I would also like to determine imputation accuracy in our GBS dataset. Here is what I did:
1) randomly selected 1% SNPs: zcat all.vcf.gz | awk '$1~/^#/ || rand()<=0.01' | bgzip -c > eval.vcf.gz
2) exclude the evaluation sites from the original VCF : bcftools isec -C all.vcf.gz eval.vcf.gz -Oz > impute.vcf.gz
3) imputed the missing data using beagleV4 : java -Xmx100g -jar beagleV4.1.jar gt=impute.vcf.gz out=imputed window=100 overlap=30 niterations=10
when I compard the imputed.vcf.gz and eval.vcf.gz using vcf-compare, I got followign output:
SN Number of REF matches: 0
SN Number of ALT matches: 0
SN Number of REF mismatches: 0
SN Number of ALT mismatches: 0
SN Number of samples in GT comparison: 0
Thanks Zev for your reply. I have already done step 1 where I removed bad quality calls, and then masked the genotyped file which then I used in BEAGLE for imputation. Now I have the imputed file and the original one , and from these files I would like to get those accuracy estimates like concordance. The imputed file is the one I had attached in the original post. Any idea with how to get those estimates?

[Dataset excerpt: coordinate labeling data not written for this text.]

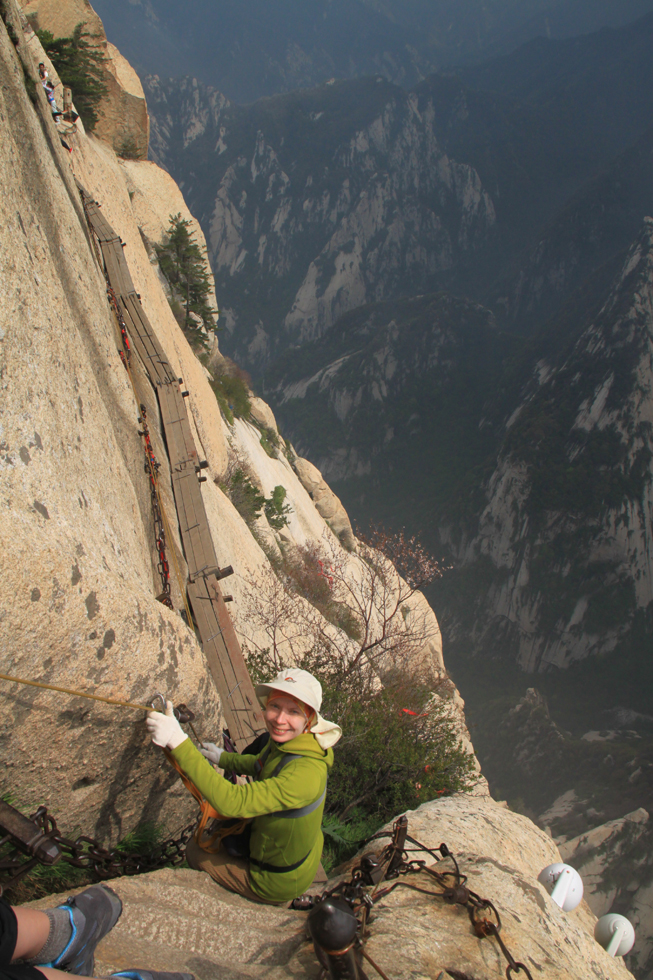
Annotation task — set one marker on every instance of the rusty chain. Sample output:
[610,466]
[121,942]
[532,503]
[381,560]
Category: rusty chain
[363,890]
[83,852]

You can use vcf-compare or bcftools stats to get stats which you can plot using plot-vcfstats. Can you please let me know, how you performed the step1 and step2. I don't have reference panel.
I'm trying to do the same thing..just that my data is multi allelic. How do we calculate imputation accuracy for multi allelic data? Ill appreciate any help on that.Thanks!
To estimate the quality of imputation, I think, imputed.vcf should be compared with all.vcf.gz and not with eval.vcf.gz :)